6 Signs You May Be Dating A Psycho
If your newest fling’s behavior is starting to give you a serious case of the heebie-jeebies and you wonder where the glowing personality went that you met on the first date, you may have hitched up with a psycho.
From bunny-boiling to phone-tapping, incessant emails to branding-style scratched initials in your back, there’s a lot to be afraid of. Herewith, six signs your honey is half-baked.
There’s a difference between an eager beaver and a psychotic partner.
An eager beaver calls you once and leaves all their phone numbers and email addresses so you can find them when you get the urge to reach out. A wacko calls all of your numbers and sends messages to all of your email addresses — all day and every day. And the more time that passes between live interaction with a psycho, the more nutsy the notes and messages become. “Hey, it’s me” morphs into “I’ve called 12 times…where are you?” and finally, “Pick up the phone or I swear I’m gonna boil the bunny.”
Liar, Liar, Pants on Fire
The fibs seem harmless at first; they may even be confused or couched as miscommunications. But psycho partners lie incessantly in an attempt to control you. So what starts as lies about small things, like liver also being his favorite food (so that it looks like you two are so similar you must be soul mates) escalates into elaborate fabrications about him needing your emotional support because he’s just discovered that he has an identical twin brother whose cancerous liver will self-implode without a transfusion of your lover’s genetically matched blood.
Beware the contradictions, the overabundance of justifying details, the well-timed dramas.
Don’t be fooled by the cliche image of a trenchcoat-clad dude running from telephone pole to telephone pole as he follows his victim home from the bar.

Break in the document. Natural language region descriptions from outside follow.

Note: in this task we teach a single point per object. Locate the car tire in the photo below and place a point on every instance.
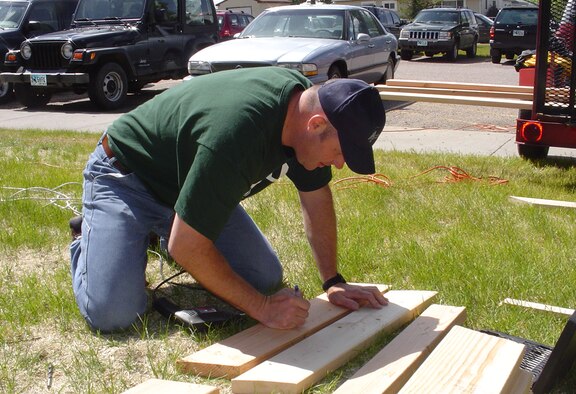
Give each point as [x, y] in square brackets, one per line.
[471, 52]
[496, 56]
[533, 152]
[453, 54]
[406, 54]
[335, 72]
[31, 97]
[6, 92]
[108, 86]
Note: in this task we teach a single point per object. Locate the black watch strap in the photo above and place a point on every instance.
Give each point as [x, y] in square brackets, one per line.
[333, 281]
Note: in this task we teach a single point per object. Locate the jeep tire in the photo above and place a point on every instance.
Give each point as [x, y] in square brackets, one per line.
[31, 97]
[108, 86]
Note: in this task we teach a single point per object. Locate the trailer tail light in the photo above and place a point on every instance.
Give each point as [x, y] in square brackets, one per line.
[531, 131]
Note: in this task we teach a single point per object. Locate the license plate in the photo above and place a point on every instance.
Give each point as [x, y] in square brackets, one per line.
[38, 80]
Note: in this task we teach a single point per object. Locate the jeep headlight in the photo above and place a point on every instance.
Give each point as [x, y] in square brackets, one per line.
[306, 69]
[196, 67]
[25, 51]
[67, 51]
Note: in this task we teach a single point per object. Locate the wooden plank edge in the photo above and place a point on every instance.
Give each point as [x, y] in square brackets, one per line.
[391, 368]
[544, 202]
[153, 386]
[300, 367]
[538, 306]
[248, 348]
[459, 85]
[457, 100]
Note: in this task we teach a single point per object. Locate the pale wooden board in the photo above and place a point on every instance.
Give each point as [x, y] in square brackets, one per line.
[240, 352]
[308, 361]
[544, 202]
[391, 368]
[458, 100]
[155, 386]
[468, 361]
[542, 307]
[456, 92]
[459, 86]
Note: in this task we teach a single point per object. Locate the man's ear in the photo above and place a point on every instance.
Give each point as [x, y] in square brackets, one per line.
[317, 123]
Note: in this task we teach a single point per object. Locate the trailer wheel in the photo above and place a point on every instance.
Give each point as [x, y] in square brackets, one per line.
[532, 152]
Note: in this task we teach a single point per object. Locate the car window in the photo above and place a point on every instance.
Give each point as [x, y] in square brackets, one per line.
[312, 24]
[11, 14]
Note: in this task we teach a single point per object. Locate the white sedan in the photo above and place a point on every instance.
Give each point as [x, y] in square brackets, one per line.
[320, 41]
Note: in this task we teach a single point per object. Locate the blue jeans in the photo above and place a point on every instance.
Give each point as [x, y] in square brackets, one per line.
[108, 261]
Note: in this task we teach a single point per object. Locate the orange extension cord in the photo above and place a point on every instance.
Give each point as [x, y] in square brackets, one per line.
[456, 174]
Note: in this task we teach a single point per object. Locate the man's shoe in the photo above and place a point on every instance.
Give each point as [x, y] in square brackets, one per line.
[76, 227]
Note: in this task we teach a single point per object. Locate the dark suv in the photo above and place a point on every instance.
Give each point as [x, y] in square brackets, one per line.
[21, 19]
[514, 31]
[389, 19]
[230, 23]
[113, 47]
[440, 30]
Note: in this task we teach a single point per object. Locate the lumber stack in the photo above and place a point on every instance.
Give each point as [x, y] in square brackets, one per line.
[433, 353]
[503, 96]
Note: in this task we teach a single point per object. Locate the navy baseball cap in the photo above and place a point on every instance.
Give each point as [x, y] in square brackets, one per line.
[355, 109]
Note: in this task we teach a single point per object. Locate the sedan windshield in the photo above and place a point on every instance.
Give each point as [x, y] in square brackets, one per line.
[11, 14]
[298, 23]
[440, 17]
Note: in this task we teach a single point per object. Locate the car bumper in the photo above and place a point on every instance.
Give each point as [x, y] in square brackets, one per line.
[41, 79]
[425, 45]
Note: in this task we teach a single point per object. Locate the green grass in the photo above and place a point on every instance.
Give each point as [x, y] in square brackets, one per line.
[465, 240]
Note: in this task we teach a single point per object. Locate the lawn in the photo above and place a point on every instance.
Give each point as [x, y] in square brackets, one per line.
[422, 230]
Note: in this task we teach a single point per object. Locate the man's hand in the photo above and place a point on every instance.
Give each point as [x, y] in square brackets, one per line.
[284, 310]
[354, 297]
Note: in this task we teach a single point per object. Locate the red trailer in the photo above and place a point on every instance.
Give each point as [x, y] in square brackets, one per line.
[552, 120]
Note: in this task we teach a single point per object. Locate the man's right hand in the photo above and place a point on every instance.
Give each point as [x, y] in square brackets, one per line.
[284, 310]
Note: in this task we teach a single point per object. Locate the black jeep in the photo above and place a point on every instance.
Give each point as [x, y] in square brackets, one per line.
[113, 47]
[440, 30]
[21, 19]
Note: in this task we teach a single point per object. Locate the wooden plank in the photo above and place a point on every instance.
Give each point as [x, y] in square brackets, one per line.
[468, 361]
[458, 100]
[308, 361]
[459, 86]
[457, 92]
[544, 202]
[240, 352]
[542, 307]
[154, 386]
[391, 368]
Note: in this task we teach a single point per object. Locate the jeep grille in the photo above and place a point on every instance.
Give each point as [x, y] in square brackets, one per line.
[46, 56]
[231, 66]
[424, 35]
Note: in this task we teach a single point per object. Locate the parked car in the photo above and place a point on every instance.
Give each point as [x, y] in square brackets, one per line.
[389, 19]
[484, 25]
[514, 31]
[230, 23]
[440, 30]
[21, 19]
[112, 48]
[320, 41]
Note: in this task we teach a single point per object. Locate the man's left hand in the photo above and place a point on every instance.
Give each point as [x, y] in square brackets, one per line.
[355, 296]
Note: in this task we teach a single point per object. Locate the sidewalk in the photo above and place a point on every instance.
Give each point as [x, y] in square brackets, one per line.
[455, 141]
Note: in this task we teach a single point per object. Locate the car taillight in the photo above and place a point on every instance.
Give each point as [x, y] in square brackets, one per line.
[531, 131]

Stalking girlfriends and boyfriends come in all shapes and sizes (and outfits). And their techniques are many: from blatantly setting up tent and bonfire on your front stoop to see what time you get home, to “coincidentally” planting themselves in public places they know you’ll frequent — your neighborhood porn shop, your synchronized swimming class, the recycling room in the basement of your building. Don’t discount the idea of your phone being tapped if it seems your lover knows secrets you’ve shared only with friends over the phone.
If you’re starting to get that creepy “being watched” feeling and have actually found yourself wondering how the witness protection program works, you’ve probably made allies with a lunatic.
Scarred Out Of Your Wits?
Some guys like it when a girl draws blood from his back with her French manicured nails. And some girls, when doing the doggy, like to be spanked till their buttocks burn pink. But if the recipient of said “passionate” punishment isn’t the one getting off, this kind of thing falls under the category of branding. As in, “This is my man and I’ve created a hickey self-portrait on his neck to show you that he’s taken.”
Mine, Mine, Mine!
We’ve all felt moments of jealousy in our lives. And that’s probably a good thing — a little bit of envy keeps us on our toes.
But there’s jealousy, and then there’s jealousy of the paranoid variety. Imagine this: you can’t look at anyone of the opposite sex, let alone talk to them, without your partner freaking out. And that’s just with strangers (read: I know you’re cheating on me with your doorman because you always say “hello”). Classic psycho jealousy behavior also pertains to, god forbid, ex-girlfriends and ex-boyfriends — even pals and family members.
In other words, to a psycho, everyone is a threat.
Pay attention to ME
A psycho needs constant attention, and if that need isn’t met, all hell breaks loose.
Does your girlfriend fall to the ground in a pretend faint so that you have to stay home and take care of her rather than hit the pub with your friends on a BNO? Does your boyfriend hold your hand or perform other PDAs only when other males are around? You see, it’s all about control and having power over you and the relationship. Psychos want to know everything (snooping is classic behavior and these dating duds seem to have eyes on the backs of their heads), and many may assume that you’re in a committed relationship just because you made it through a first date.
Of course we jest. In real life, stalking, obsessive phone calling and other possessive behavior is not cool. And not at all funny. If you suspect you are being stalked or are otherwise being harassed by a former or current partner, don’t hesitate to call or visit your local police.
And if you are facing an emergency, dial 911.